If he couldn’t sleep, he might as well take the opportunity to go outside, enjoy the warm breezes and what appeared to be a deserted beachfront.

He dressed quickly and silently—even though he knew he needn’t have bothered since Cole was beyond waking—in a pair of cutoffs  and a D  octor  Who T-shirt. He slid his feet into flip-flops, grabbed his keys off the dresser, and headed for the front door.

Other than the steady whoosh of traffic on Sheridan Road to the west, the night was quiet. Rory wished he’d checked the time before heading out, but judging from the silence all around him, he’d guess it was the wee small hours of the morning, maybe 2:00 or 3:00 a.m. This was Chicago, after all. There was usually someone stumbling around, even in blackest night.

But his street was empty. The tree branches and their leaves cast shadows on the silvery pavement beneath his feet because of the moon’s brightness. His footsteps, even in flip-flops, sounded extra loud as he headed east, toward the beach.

At the end of the street, there was a cul-de-sac where cars could turn around, and beyond that, a set of stone steps that led down to the sand. Rory stood at the top of the steps, looking out at the sand and water, the pile of boulders just offshore  that Cole promised he’d swim out to the next day with Rory. A white lifeguard chair, empty, sat crookedly in the sand, leaning as it sunk to the left. The moon shone brilliantly on the water, laying a swath of golden light upon its gently undulating surface. If Rory looked at this light just right, perhaps squinting a bit behind his glasses, he could almost imagine the light rising up, like an illuminated fountain, from the water’s surface.

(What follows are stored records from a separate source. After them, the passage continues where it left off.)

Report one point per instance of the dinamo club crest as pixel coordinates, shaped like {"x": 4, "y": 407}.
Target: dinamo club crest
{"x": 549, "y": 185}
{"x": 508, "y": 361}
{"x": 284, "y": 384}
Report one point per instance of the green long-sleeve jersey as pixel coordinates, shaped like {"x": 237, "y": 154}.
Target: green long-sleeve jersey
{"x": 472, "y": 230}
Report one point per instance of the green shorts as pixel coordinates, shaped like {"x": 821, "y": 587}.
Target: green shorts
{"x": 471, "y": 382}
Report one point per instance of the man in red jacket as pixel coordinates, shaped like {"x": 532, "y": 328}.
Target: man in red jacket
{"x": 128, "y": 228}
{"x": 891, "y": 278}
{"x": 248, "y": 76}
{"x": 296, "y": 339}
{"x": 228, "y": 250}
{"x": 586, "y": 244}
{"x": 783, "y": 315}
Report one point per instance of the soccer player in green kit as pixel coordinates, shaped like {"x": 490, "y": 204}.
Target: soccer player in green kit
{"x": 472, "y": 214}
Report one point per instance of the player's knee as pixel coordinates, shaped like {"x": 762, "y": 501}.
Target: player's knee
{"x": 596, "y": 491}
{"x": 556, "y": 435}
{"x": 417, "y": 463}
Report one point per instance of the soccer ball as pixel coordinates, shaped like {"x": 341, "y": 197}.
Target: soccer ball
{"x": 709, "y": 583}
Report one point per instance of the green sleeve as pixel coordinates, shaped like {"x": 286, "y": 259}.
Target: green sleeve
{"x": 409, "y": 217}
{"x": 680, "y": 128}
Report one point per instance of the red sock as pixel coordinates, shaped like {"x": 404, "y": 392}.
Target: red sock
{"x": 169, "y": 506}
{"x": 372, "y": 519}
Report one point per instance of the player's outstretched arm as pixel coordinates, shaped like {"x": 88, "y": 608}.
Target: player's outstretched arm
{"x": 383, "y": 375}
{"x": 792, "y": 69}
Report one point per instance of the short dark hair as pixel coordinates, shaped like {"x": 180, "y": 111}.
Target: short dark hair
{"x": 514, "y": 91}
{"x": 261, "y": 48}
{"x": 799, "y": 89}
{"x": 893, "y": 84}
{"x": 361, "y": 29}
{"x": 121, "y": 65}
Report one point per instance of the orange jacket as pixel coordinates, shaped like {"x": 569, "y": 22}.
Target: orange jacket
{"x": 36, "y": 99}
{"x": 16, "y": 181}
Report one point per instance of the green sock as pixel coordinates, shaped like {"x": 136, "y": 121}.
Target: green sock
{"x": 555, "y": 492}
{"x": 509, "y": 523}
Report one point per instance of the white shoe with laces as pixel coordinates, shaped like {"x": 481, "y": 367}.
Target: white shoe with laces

He took the steps quickly and was on the sand in seconds. He kicked off his flip-flops and sighed when he felt the cool sand squishing up between his toes. He looked around once more, paying particular attention to the concrete that bordered the beach, to assure himself he had the gift of a city beach all to himself.

And he did. He did!

He tore off his shirt, set it down, and then removed his glasses, placing them on top of the T-shirt. With a little cry, he dashed toward the water, a small laugh escaping his lips. He stopped briefly at its edge, gasping at the icy cold of the waves, even this late in the summer, as they ran up to meet him, lapping and biting at his toes. And then he took a deep breath, waded in up to his knees, and paused to consider if he really wanted to go whole hog.

What the hell.

He waded in a little farther, until the bottom dropped out from under him suddenly and instead of the water reaching to the top of his thighs, hit him just above his belly button. It was freezing! And Rory knew there was only one solution: get full immersion over as quickly as possible.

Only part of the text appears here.